Just about twenty minutes east of Catalina State Park in the Coronado National Forest is the pretty little Sabino Canyon. I visited there on the recommendation of the same Park Ranger who recommended I divide my time in Tucson. Still trying to warm up to the “other side of Tucson,” I figured I should reserve judgment until I had explored his favorite recommendation.
A four-mile paved road runs the length of the canyon. This road is closed to all vehicular traffic with the exception of the Sabino Canyon Tours Tram. This noisily narrated nine-stop tram runs every half hour up until 4:30pm, with passengers embarking and disembarking at one to nine stops all along the route. My typical “after the workday” arrival proved to be fortuitous, as I caught the next-to-last tram up the hill, with the intention to walk the four miles down. As with Saguaro National Park, the park “closes” at sunset, but once you’re in, you can stay as long as you like, as long as it is on foot or bike. The crowds were all moving toward the exit, yet it was three hours till sunset, so I had plenty of time.
As I started my walk down, the late afternoon sun lighting up the canyon walls was just spectacular. Please trust me when I say the photos don’t do it justice. I was in heaven, as everyone had now left the top of the canyon, making their way down either by foot or by the last tram, so I felt a sense of solitude as I lingered at the top, enveloped by the towering canyon walls that were changing color by the minute.

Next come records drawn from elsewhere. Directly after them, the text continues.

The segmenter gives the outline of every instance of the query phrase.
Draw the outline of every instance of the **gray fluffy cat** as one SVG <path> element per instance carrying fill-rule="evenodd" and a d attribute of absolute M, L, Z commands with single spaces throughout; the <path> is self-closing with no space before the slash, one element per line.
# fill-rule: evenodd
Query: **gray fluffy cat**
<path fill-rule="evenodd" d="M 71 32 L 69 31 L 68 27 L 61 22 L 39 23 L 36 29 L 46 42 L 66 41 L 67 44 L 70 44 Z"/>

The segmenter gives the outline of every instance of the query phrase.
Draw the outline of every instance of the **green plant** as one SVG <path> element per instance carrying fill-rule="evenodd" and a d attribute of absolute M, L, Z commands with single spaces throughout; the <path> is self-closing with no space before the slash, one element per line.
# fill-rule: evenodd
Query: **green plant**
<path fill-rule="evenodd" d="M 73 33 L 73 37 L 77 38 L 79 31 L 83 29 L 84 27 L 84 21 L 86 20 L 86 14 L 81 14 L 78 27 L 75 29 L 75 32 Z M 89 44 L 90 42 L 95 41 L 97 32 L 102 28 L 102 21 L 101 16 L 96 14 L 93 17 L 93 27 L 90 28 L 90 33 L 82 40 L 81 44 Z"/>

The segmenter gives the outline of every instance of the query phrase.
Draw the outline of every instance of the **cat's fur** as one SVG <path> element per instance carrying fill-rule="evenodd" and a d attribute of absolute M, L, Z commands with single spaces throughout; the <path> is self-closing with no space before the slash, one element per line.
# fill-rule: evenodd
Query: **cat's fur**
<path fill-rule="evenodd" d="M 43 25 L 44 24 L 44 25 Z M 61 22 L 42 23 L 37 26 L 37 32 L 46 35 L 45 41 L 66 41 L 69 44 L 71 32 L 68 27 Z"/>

As I began to meander down the mountain, I stopped alongside a creek by a small waterfall, where I paused to take a few photos and soak up the sounds of the trickling water. I caught a glimpse of movement out of the corner of my eye. It was a young, dark haired woman wearing only a sports bra and a pair of low cut jeans. She was willowy-thin and dark skinned. Her neck was adorned with strands of Native American-style jewelry…beaded silver, turquoise, feathers dangling from the ends of small leather thongs. The instant I saw her, my first impression was that she was Native American, though I later decided she was Mexican.
She startled me as she slipped out from behind a rock, since I thought I was all alone. I said “Hi,” and she responded back with the same, but quickly disappeared once more. I hiked a bit further up the stream, and then I saw her again, this time with her shirtless male companion and their dog. He was young and “wildly handsome,” looking a little like young Charles Manson.
They were both very standoffish at first, but I broke the ice with a remark about their dog’s lack of interest in swimming on such a warm day, which led to a conversation. They reminded me a lot of the “hippies” on Haight-Ashbury Street that I so wanted to be when I was a twelve year old on our “be sure to wear some flowers in your hair” family road trip to San Francisco.
At first, they said they were just in the canyon for the afternoon, but the more we talked, the more they revealed. Turns out, they are actually living in the canyon, and only come down from above after the trams stop running.
The young woman was absolutely gorgeous….downright stunning. Except….she had big, one-inch letters “A” and “Z” tattooed on her cheeks in old-style Roman font, one beneath each eye. This made it next to impossible for us both to make eye contact, me trying hard not to be judgmental, and her, seemingly not wanting to feel judged. Finally, the more we conversed, the more I found myself wanting to look past the bizarre A to Z tattoos and make eye contact. Once I did, her eyes locked on like a laser with the familiarity that gave me the eerie feeling that if I had a past life as a Native American, this “being” had been a part of it. (chill bumps!)
She began to tell me all about living in the canyon, and showed me a basket of buds she had collected from the Cholla cactus. She had done her research to learn that the Tohono O’odham Indians harvested these Cholla buds, which contain as much calcium as a glass of milk. She demonstrated how she uses a split rib from the Saguaro cactus as tongs to harvest the buds in the Native American tradition. She claimed there are more edible plants in the Arizona-Sonora desert than any other place on earth.
We talked further about the Native American traditions, and I shared what I learned when I visited the Chamula indigenous village in Mexico; “The modern man thinks the land belongs to him, but really, he belongs to the land.” To this, they proclaimed me “the coolest Texan we ever met!” As I started to leave, I gave them the only food I had on me…a CLIF Peanut Butter Crunch granola bar. The man said, “I hope you don’t think we were asking for a hand-out.” I replied, “No, that’s why I gave it to you.”
As I made my way further down the canyon road, I couldn’t stop thinking about their life in the canyon, and how they really had everything they needed, right here. Shade under the giant Cottonwood trees. A stream for bathing. Rock cliffs and overhangs for protection. Each other to keep warm. Food from the edible plants. And drinking water and a place to poop in the public restrooms. 😉 I found myself saying out loud, “I’d like to live here too.”